By Sharon Raizada
Oval House, London
Naz disturbs Rose dancing on the roof of a Mayfair mansion at 3am.
He's fixing a satellite dish. She's escaping her rich stepdad’s party.
She's in Paul Smith and expensive headscarf. He's in low-slung jeans and a hoodie.
He's Bengali. She’s an English Rose.
Rose has a secret. Naz has to pay a family debt in the morning.
Both need out by morning.
Rose makes a desperate proposition to Naz... Murder.
As the sun rises over London, clothes are shed and the truth exposed. Knife-crime, the pressures of youth and love on the edge are explored in this compelling, unconventional romance at the dark heart of London.

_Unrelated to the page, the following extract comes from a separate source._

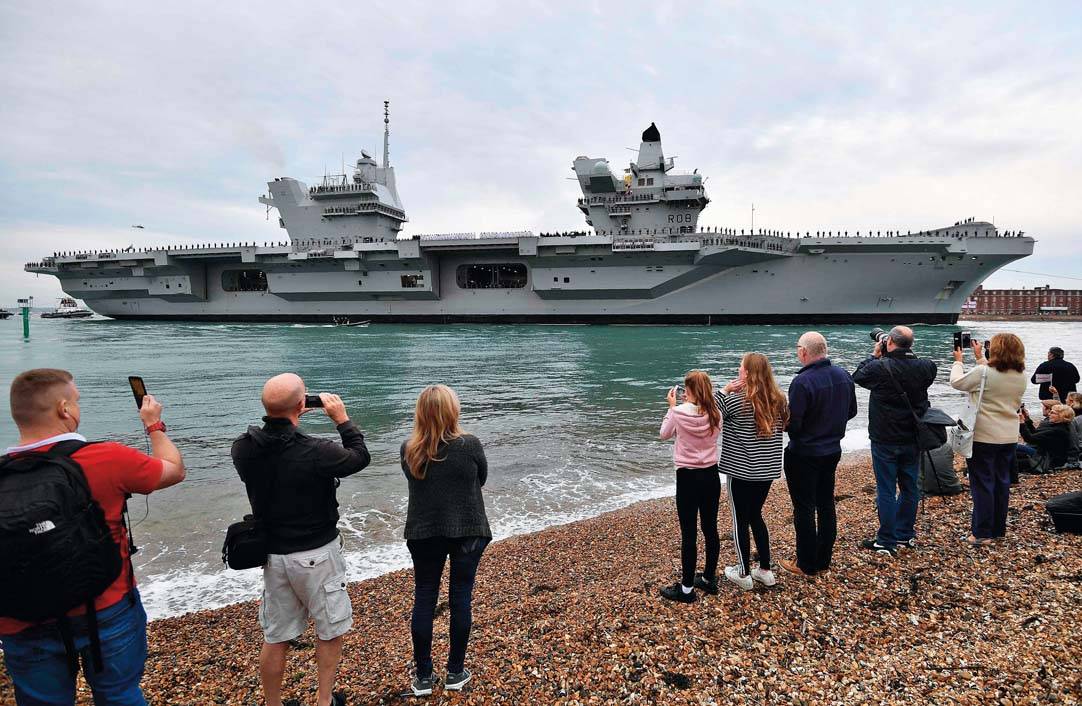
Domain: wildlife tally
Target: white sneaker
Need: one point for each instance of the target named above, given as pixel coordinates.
(733, 573)
(764, 576)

'The play takes two very different worlds from within London and makes them collide on a roof high over the city. It’s a clash between the working class Bangladeshi community of East London and the moneyed elite white class of Mayfair.
There is also a clash between kids and adults. The play deals the pressures and powerlessness of kids who may feel they must carry a knife, and how the weaknesses of adults can cripple their children. Although Naz brings the knife on the roof, the person wielding it at the end is not who you expect. The play looks at the extremes people will go to in order to protect their patch and their way of life from what they see as threat, particularly the imagined Muslim ‘threat’ in London today.

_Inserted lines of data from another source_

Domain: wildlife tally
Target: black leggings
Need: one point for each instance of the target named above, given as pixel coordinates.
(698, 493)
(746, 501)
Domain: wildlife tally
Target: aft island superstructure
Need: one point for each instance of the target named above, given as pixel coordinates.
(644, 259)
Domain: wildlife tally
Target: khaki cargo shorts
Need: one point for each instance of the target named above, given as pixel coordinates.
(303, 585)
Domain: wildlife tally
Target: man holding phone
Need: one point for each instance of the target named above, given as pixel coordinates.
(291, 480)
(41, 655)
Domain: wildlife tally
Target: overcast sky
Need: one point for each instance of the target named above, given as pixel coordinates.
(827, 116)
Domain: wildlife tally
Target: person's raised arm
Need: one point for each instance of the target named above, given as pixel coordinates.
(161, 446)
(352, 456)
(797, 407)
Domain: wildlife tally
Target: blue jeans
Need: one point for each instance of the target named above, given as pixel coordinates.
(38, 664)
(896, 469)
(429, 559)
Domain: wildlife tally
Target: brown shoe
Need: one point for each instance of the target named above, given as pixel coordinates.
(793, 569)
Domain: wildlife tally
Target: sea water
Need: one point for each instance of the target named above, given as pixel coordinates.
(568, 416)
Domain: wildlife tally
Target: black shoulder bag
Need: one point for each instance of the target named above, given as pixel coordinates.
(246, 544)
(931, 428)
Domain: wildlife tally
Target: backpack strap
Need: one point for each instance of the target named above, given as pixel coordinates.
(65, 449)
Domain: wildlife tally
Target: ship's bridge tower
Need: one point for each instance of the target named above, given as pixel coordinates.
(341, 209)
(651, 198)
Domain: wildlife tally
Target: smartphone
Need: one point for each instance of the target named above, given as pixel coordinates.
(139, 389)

The play explores the the Muslim hijab and its covering up of the body. By reversing the notion of the hijab and applying the idea of covering up to a privileged white girl I’m hoping to show that the restrictions that we stereotypically associate with Islam can equally apply to upper middle class white girls. They may be under equal pressure to conform to their family’s ideas of how they should behave and whom they should be with. Everyone, from every culture, has ‘acceptable’ codes of behaviour and it is easier for all of us if we stay within our limits. But there are great possibilities if we don’t.

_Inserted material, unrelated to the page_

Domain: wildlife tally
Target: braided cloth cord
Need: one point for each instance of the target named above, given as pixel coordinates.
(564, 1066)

Black-i looks at the interaction of races in contemporary London and the stresses and pressures on kids today, but first and foremost it is at heart a weird love story between an Asian boy and white girl with characters we care about, set on a Mayfair roof at night. With knives.
Black-i was developed through Giving Voice, Kali’s New Writer Development Programme.
Black-i is Sharon Raizada’s first full length play. It was developed through Kali’s Writer Development Programme and given a rehearsed reading at Kali’s Talk Back Festival at Rich Mix, London in May 2009. Sharon’s work includes After (Hampstead Theatre, February 2010, Angle Theatre at Start Night) and Lady Play (BBC Radio 4).
Black–i is directed by Poonam Brah whose theatre includes: LOTUS BEAUTY (Gate Theatre) YOUNG AMERICA (Northampton Theatres) DOUBLEDUTCH (Tristan Bates) UNZIPPED (Maria Theatre, Young Vic) DARING PARINGS (Hampstead Theatre)TORN (Hackney Empire) BORDERLINES (Royal Court) A SORT OF HOMECOMING (Birmingham Rep) and BELLS (Southwark Playhouse and UK Tour). Poonam was an artistic associate at Theatre Royal Stratford East, has directed for the new writing programme at Soho Theatre, Kali Theatre’s New Writing Festivals and for the Royal Court International Residency. 3Fates is her new theatre company.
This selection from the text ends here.